Comment by nemothekid
6 months ago
I want to assume that the GTA developers did this hack because it was faster than floating point division on the Playstation 2 or something.
But knowing they were able to they were able to blow up loading GTA5 by 5 minutes by just parsing json with sscanf, I don't have much hope.
IIRC the whole parsing performance issue was because the original code was written for the SP campaign of GTA5 that only had a handful of objects to parse data for. That was barely a blip in terms of performance impact and AFAIK was written years before GTAOnline was made (where it became an issue - and even then only became an issue much after GTAOnline was first made).
Writing some simple code that works with the data you expect to have without bothering with optimizations is fine, if anything it is one of the actual cases of "premature optimization": even with profiling no real time is spent on that code, your data wont make it spend any time and you should avoid wild guesses since chances are you'll be wrong (even if in this case it could be a correct guess, it'd be like a broken clock guessing the time is always 13:37).
The actual issue with that code was that, after they reused it for GTAOnline and started becoming a performance issue after some time as they added more objects, nobody thought to try and see what is wrong.
Are you actually arguing that using a JSON parser for JSON-formatted data is a premature optimization? The solution here was to use a different format, not a somewhat-JSON-compatible hacked together parser.
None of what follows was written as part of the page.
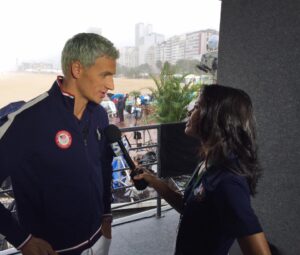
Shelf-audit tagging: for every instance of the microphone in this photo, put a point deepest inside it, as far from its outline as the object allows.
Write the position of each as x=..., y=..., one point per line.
x=113, y=134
No, i'm arguing that it wasn't a performance issue for the original purpose of the code and it only became one at much later, in a different project and only after some time long after that code was pushed way beyond what it was originally meant to do.
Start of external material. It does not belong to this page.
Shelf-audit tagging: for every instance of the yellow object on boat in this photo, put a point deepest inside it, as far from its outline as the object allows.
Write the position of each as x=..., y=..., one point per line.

The premature optimization would be trying to optimize that piece of code without that being necessary given what the code was meant to do.
They were not the only one to make that mistake e.g. rapidjson had to fix the same error, few people expect parsing one token out of sscanf to strlen the entire input (not only that but there are c++ APIs which call sscanf under the hood).
The second error of deduplicating values by linear scanning an array was way more egregious.
The real, systemic error is that dozens(?) of engineers worked on that product, supposedly often testing the online component and experiencing that wait time first hand; and none thought "wait, parsing JSON doesn't take that long, computers are fast! what's going on?"
I think someone estimated that error cost them millions in revenue? I'm pretty sure a fraction of that could afford an engineer who knows how fast computers ought to be.
GTA was never my wheelhouse, but from what I gathered GTA Online didn't have that much support, and since it was only the initial loading time, and it would have increased over time as the shop content increased, and a very fast machine (e.g. a dev machine) would have had less of an issue, the engineers working on it were probably not that incentivised to dig into it.
Like, even though it's pretty critical to initial user experience initial loading time is generally what gets disregarded the most.
> I'm pretty sure a fraction of that could afford an engineer who knows how fast computers ought to be.
It can, if someone cares enough or realises it's an issue, and then someone is motivated enough to dig into it, or has the time to.